We can then define that the computation we're speaking of is well-formed if we can prove that the output always can be written as a real vector (or matrix or whatever) times a scalar such as $1\,{\rm \frac ms}$, which defines the dimension we expect (on physical grounds) that the answer must have.
Once this proof (known to physicists and engineers as dimensional analysis) has been carried out, we can then use an evaluation homomorphism to map all of the unit-variables to $1$, so they disappear from the formulas and the actual calculation can be done on ordinary real numbers.

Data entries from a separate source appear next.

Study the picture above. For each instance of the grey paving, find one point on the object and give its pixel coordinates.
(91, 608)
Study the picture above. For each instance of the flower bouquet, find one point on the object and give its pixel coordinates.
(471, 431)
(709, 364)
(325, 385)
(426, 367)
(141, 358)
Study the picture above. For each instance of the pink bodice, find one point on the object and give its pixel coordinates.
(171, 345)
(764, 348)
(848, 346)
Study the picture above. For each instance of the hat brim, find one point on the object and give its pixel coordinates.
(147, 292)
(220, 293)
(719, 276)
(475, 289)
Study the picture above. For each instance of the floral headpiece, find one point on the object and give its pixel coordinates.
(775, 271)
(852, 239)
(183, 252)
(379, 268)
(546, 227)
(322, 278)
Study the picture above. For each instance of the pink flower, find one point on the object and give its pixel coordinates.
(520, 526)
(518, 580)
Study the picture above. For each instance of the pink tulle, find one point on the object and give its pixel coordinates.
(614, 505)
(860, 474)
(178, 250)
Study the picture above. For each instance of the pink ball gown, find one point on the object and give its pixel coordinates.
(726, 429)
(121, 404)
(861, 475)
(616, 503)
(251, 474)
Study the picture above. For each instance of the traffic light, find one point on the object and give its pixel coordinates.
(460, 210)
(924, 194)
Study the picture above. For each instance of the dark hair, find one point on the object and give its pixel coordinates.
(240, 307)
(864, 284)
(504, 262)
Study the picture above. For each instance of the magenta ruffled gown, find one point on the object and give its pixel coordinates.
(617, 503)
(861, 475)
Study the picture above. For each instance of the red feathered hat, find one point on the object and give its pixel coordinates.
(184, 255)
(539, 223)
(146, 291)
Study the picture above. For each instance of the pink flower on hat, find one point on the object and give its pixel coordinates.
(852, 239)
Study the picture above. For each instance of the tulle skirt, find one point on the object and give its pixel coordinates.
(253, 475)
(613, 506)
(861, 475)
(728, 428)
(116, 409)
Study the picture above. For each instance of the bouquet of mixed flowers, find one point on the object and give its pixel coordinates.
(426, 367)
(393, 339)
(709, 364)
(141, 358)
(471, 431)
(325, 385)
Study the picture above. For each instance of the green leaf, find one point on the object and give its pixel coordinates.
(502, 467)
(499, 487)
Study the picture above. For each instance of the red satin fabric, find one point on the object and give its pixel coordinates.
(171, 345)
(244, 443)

Whether this is exciting or not is subjective.
Best Answer
$ \def\m#1{\left[\begin{array}{c}#1\end{array}\right]} $The wonderful book $\,$Multidimensional Analysis (by George W Hart)$\,$ addresses this question in detail. It is surprisingly difficult to get it right.
For example, here is the dimensional sketch of a rectangular matrix and that of its pseudoinverse $$\eqalign{ A &= \m{ (m\cdot C^{-1}) & (m\cdot s\cdot K^{-1}) \\ (kg\cdot C^{-1}) & (kg\cdot s\cdot K^{-1}) \\ (m\cdot s^{-1}\cdot C^{-1})&(m\cdot K^{-1})} \\\\ A^{+} &= \m{ (C\cdot m^{-1}) & (C\cdot kg^{-1}) & (C\cdot s\cdot m^{-1}) \\ (K\cdot s^{-1}\cdot m^{-1}) & (K\cdot s^{-1}\cdot kg^{-1}) & (K\cdot m^{-1}) } \\\\ }$$ Matrices which are squareable must have a special dimensional structure, e.g. $$\eqalign{ B &= \m{ ({\tt1}) & (m\cdot s^{-1}) \\ (s\cdot m^{-1}) & ({\tt1}) } \quad\implies\quad B^2 &\overset{\Delta}{\;=\;} B \\ }$$ In this case, the diagonal elements carry no units, while the units of the other elements are the reciprocal of those in the transposed position. All powers of $B$ carry the same units.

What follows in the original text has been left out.